(226f) Design and Operation of a Renewable Polygeneration Energy System with Unit Commitment-Based Power Planning: A Deterministic Modelling Approach | AIChE

(226f) Design and Operation of a Renewable Polygeneration Energy System with Unit Commitment-Based Power Planning: A Deterministic Modelling Approach


Poddar, T. - Presenter, University of Waterloo
Almansoori, A. - Presenter, The Petroleum Institute
Alkatheri, M., The Petroleum Institute
Douglas, P. L., University of Waterloo
Elkamel, A., Khalifa University
With the energy transition underway, there is a consensus effort from both worldwide governments and industry, to facilitate the integration of more renewable energy into power grids. However, the main challenge with integrating renewables like wind and solar, is the intermittent nature of these sources that result in inefficiencies and a lack of reliability. One possible energy system that can allow for an effective integration with intermittent sources is a polygeneration energy system (PES). The concept of a PES has been proposed in academic literature in recent times, where a typical pathway is the use of excess power from a fossil power plant being directed towards the production of valuable liquid fuels, in addition to electricity to the grid. In this study, the concept of a polygeneration system has been modified and extended to include renewable energy generation from wind, and a chemical production pathway of methanol to act as a form of long duration storage for times when the wind generation is much higher for any load demand and therefore increasing the flexibility. The model takes advantage of both a deterministic and stochastic approach to better reflect the real-world phenomena of wind power that is intermittent.

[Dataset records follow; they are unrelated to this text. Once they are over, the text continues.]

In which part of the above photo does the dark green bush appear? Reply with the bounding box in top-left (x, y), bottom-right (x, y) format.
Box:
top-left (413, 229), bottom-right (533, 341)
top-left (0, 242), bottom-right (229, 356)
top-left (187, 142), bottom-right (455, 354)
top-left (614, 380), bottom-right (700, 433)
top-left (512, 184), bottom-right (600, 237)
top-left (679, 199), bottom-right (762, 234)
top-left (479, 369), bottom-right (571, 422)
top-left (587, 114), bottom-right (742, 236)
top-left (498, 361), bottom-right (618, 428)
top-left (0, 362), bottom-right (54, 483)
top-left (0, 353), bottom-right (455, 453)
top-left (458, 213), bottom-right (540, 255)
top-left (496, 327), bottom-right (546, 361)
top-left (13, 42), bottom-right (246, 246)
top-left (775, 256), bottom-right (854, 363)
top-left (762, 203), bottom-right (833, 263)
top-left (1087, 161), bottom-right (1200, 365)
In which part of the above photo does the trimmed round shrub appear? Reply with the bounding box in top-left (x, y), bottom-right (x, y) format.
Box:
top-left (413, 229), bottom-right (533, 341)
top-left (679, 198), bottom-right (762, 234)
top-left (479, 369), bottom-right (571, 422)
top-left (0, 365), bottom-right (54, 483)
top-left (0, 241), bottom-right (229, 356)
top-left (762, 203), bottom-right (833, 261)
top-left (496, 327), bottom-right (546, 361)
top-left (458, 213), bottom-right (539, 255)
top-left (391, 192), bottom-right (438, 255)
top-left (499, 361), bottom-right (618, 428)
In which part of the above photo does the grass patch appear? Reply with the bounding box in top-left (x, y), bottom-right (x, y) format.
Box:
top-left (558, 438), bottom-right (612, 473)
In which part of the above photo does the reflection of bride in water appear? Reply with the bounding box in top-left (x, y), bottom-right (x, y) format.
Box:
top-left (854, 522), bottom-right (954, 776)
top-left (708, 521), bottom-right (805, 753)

The approach taken in this model development paves a different path away from past polygeneration modelling studies, by using a network constrained Unit Commitment (UC) model that is well established in the domain of power systems engineering, to optimally schedule the power planning and power flow. First, the design and operation of a power generation planning model is developed to showcase how the power system responds to the intermittency of wind in the form of wind scenarios. This model was extended to show a storage mechanism in the form of a typical hydrogen electrolysis system and fuel cell. Mixed-Integer Linear Programming (MILP) models are then developed for the chemical production of methanol and integrated with the power planning model as a multi-scale (design and operation) model of a renewable polygeneration energy system (RPES) with chemical storage. To showcase the design and operation of the proposed RPES, the model is solved in a deterministic manner, to capture the integrated model as a snapshot. The total RPES system cost, based on real world wind power data and load demand data, was found to be USD 2317.93 million. The chemical production block had a cost of USD 138.51 million when integrated as a part of the RPES and the power generation planning block had a cost of USD 2179.42 million. The integrated model resulted in costs for the chemical production block that were much lower than the stand-alone plant while the RPES model also showed how excess intermittent wind power could be used for driving the chemical production. A key contribution to this work is also the implementation of machine learning methods, like K-Means clustering to help with the model’s solution tractability and representation of a full year’s hourly wind data and load demand. The MILP models have been developed using the General Algebraic Modeling System (GAMS) software and solved using state of the art optimization solvers BARON and CPLEX. Future work is planned in this topic that takes advantage of stochastic optimization with recourse to further study the RPES’s flexibility under increased uncertainty.